# Zebra Danio Fry???



## InfiniteGlory (Dec 17, 2012)

I was cleaning up some hornwort and found fry. I know it is not from my male betta, oto, or 2 male platys. I think I have one female and three make zebra danios so that is the only explanation I can come up with. The hornwort was covered in blue green algae. So I guess they really liked to hide in it. 

Since I am giving some of the hornwort away do I need to isolate the fry in a hang on breeder tank? Or can i use my daughter's 10 gallon which has one betta and 3 neon tetras?

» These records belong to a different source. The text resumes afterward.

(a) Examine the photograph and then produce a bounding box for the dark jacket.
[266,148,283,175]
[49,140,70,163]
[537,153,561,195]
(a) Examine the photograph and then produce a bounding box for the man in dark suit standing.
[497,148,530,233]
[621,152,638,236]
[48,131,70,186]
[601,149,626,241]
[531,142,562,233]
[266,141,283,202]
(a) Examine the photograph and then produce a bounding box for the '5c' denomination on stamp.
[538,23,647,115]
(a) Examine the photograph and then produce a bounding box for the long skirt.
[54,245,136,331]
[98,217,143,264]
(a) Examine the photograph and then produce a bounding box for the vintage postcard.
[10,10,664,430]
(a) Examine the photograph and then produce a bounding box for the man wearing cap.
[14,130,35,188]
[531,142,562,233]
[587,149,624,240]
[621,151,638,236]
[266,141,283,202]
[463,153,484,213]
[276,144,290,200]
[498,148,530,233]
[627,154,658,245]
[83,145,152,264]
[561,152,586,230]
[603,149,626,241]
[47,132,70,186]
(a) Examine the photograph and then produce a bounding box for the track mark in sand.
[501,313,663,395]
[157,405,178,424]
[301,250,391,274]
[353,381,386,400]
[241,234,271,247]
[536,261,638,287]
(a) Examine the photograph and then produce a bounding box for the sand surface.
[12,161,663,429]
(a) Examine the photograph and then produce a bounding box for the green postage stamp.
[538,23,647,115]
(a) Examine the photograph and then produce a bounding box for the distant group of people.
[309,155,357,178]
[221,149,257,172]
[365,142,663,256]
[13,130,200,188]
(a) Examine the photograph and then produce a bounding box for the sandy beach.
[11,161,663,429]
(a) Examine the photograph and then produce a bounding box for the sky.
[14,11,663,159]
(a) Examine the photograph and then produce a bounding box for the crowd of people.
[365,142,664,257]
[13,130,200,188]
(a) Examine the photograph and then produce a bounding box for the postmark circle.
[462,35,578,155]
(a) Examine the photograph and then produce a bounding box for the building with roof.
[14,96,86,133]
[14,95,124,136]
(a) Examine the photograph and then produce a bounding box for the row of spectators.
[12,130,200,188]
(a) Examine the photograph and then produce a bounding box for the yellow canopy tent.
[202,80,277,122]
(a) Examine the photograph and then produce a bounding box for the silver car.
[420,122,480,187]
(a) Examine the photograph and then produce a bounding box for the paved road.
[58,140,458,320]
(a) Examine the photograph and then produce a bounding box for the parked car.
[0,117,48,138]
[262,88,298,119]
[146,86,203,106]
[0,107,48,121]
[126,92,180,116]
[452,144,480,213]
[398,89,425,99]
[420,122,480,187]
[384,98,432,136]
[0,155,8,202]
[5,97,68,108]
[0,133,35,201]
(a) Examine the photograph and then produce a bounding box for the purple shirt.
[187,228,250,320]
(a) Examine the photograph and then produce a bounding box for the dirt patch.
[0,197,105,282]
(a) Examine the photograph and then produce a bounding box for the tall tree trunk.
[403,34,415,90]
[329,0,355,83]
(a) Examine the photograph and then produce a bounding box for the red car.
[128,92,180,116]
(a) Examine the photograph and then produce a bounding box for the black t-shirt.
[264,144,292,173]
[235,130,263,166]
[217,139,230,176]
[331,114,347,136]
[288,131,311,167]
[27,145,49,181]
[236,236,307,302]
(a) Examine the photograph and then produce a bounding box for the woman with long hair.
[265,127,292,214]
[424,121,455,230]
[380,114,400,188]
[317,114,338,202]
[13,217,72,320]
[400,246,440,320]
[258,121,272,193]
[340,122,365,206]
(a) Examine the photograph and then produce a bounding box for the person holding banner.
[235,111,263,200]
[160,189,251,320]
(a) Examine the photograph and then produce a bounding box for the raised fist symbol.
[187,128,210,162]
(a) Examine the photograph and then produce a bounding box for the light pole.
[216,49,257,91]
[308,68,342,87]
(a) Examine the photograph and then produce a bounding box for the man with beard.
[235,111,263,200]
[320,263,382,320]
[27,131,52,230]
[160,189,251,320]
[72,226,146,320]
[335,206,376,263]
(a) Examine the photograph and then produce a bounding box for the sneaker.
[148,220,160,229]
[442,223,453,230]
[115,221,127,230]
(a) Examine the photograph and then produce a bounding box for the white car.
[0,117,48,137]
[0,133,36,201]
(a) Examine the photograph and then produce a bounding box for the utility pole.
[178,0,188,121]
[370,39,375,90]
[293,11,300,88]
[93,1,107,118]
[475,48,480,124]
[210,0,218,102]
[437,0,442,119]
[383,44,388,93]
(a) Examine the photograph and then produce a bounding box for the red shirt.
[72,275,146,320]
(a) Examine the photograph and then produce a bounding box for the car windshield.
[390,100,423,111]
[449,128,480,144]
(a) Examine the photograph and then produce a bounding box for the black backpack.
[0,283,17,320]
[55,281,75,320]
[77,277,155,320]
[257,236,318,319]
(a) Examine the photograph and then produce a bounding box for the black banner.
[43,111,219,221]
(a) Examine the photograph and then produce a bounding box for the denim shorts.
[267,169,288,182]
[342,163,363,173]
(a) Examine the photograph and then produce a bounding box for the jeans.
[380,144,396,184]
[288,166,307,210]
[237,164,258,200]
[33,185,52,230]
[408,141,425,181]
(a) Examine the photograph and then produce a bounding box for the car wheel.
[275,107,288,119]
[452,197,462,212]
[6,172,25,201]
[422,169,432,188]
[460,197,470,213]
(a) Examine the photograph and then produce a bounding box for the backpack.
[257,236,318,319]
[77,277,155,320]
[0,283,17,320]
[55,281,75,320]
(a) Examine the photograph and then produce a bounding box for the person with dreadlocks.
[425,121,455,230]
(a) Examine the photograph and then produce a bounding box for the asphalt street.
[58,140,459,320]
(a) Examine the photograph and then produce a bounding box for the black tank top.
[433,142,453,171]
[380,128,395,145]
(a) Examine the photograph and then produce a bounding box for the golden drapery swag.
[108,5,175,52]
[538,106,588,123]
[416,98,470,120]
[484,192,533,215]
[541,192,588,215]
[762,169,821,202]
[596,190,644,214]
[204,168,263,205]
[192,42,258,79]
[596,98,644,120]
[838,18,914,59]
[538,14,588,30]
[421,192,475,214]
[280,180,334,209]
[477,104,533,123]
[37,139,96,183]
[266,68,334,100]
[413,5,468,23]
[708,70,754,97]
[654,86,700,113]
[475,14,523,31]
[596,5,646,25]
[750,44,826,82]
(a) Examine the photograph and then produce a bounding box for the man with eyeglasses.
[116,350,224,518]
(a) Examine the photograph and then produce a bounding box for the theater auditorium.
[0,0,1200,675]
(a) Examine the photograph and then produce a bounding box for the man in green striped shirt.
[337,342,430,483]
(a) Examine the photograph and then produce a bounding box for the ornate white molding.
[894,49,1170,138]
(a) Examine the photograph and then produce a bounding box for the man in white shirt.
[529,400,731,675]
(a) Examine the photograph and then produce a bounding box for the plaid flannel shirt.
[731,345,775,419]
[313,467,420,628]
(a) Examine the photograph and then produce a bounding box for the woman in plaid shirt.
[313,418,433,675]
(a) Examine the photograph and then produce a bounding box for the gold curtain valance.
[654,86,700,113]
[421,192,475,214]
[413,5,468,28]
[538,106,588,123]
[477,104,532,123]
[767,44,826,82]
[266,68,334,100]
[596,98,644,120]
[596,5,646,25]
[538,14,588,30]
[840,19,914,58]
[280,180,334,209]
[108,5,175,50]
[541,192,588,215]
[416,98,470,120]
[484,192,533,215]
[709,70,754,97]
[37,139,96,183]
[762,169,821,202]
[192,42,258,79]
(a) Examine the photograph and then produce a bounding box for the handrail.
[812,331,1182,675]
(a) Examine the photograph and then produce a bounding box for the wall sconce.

Here is the female zebra danio. Sorry she never really stops moving









Several pics of the fry, including two that are sitting on the front glass. Had to use thumb to get camera to focus.

Small black dot in center









There are a few more in the pic but only one really stands out. There is another one to the right and slightly down









Front glass 1









Front glass 2









Sent from my XT1254 using Tapatalk


----------



## ThatFishThough (Jan 15, 2016)

Wow! Lucky. I've been trying to get my Longfin Blue Danios to breed, but it hasn't worked. I personally would take them out and put them in a breeders net (not a box) so they don't get eaten but still get w/c.

ETA: If you can, try to get your hands on small frozen or live foods like BBS, VE, or microworms.


----------



## InfiniteGlory (Dec 17, 2012)

I will see about getting them in a breeders net and some proper food. Thanks for the help

Sent from my XT1254 using Tapatalk


----------



## ThatFishThough (Jan 15, 2016)

No problem! I'm super jealous, LOL. With my guys/gals (2 guys, 3 gals) I've seen breeding aggression, but no fry so far.  Good luck with the babs!


----------



## InfiniteGlory (Dec 17, 2012)

I always tried to keep M/F ratio when buying fish but it is hard. I was expecting fry sooner but the wait is worth it.

Having trouble catching the fry since they like to hide in the hornwort. Any tips on catching them?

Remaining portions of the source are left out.